Numa altura em que os conflitos violentos, as tensões geopolíticas e as alterações climáticas dominam as manchetes, o aniversário do PAV deve também servir para nos lembrar que ainda podemos alcançar resultados que mudam o mundo quando trabalhamos em conjunto. Cada vacinação oferece a esperança de um futuro melhor e mais saudável. E como estamos à beira de uma nova era para a imunização, há motivos para otimismo.

Desde 2022, por exemplo, um número recorde de pessoas está protegido com a vacina contra o papilomavírus humano (HPV), que protege contra a principal causa de cancro do colo do útero.
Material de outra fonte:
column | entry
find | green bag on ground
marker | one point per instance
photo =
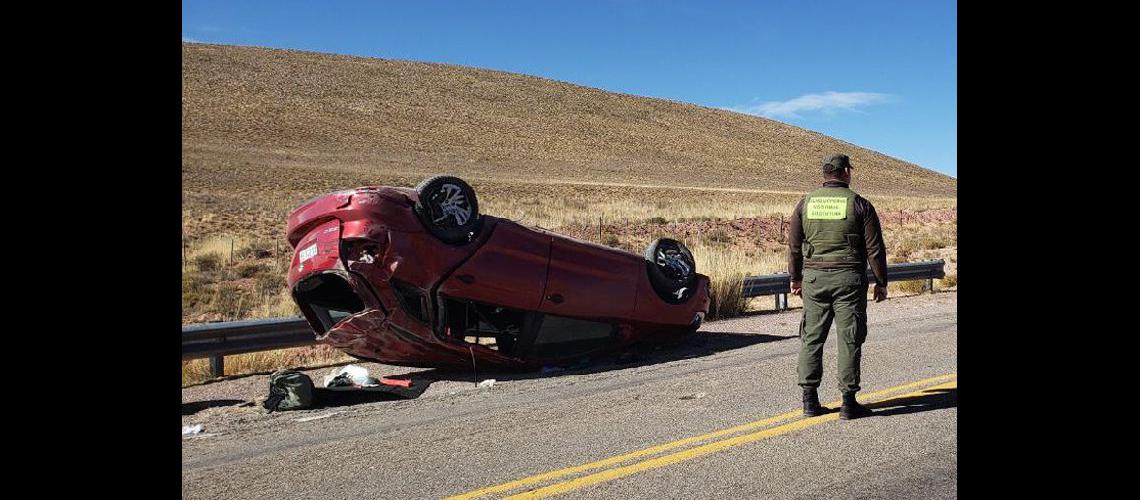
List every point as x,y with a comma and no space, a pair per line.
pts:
288,390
Além disso, temos o ambicioso objetivo de vacinar 86 milhões de raparigas contra o HPV nos países apoiados pela Gavi até ao final de 2025. E, esta semana, mais três países africanos irão juntar-se ao Burkina Faso e aos Camarões para lançar a primeira vacina contra a malária do mundo – um desenvolvimento que teria parecido impossível há apenas algumas décadas.
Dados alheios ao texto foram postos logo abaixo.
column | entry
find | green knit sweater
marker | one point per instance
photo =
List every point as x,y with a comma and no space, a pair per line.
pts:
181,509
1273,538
O futuro das vacinas parece ser ainda mais risonho. É possível que, antes do final da década, exista uma nova vacina contra a tuberculose – um dos mais antigos flagelos da humanidade. Olhando mais além, poderemos mesmo ver vacinas administradas através de adesivos de microarranjos dissolvíveis em vez de seringas.

No meio século que decorreu desde que a OMS instituiu o PAV, o mundo demonstrou uma capacidade notável para se unir em torno da questão crucial da vacinação. Neste momento de polarização política cada vez mais profunda e de fragmentação global, temos de nos empenhar em mais 50 anos de mudança do mundo para melhor.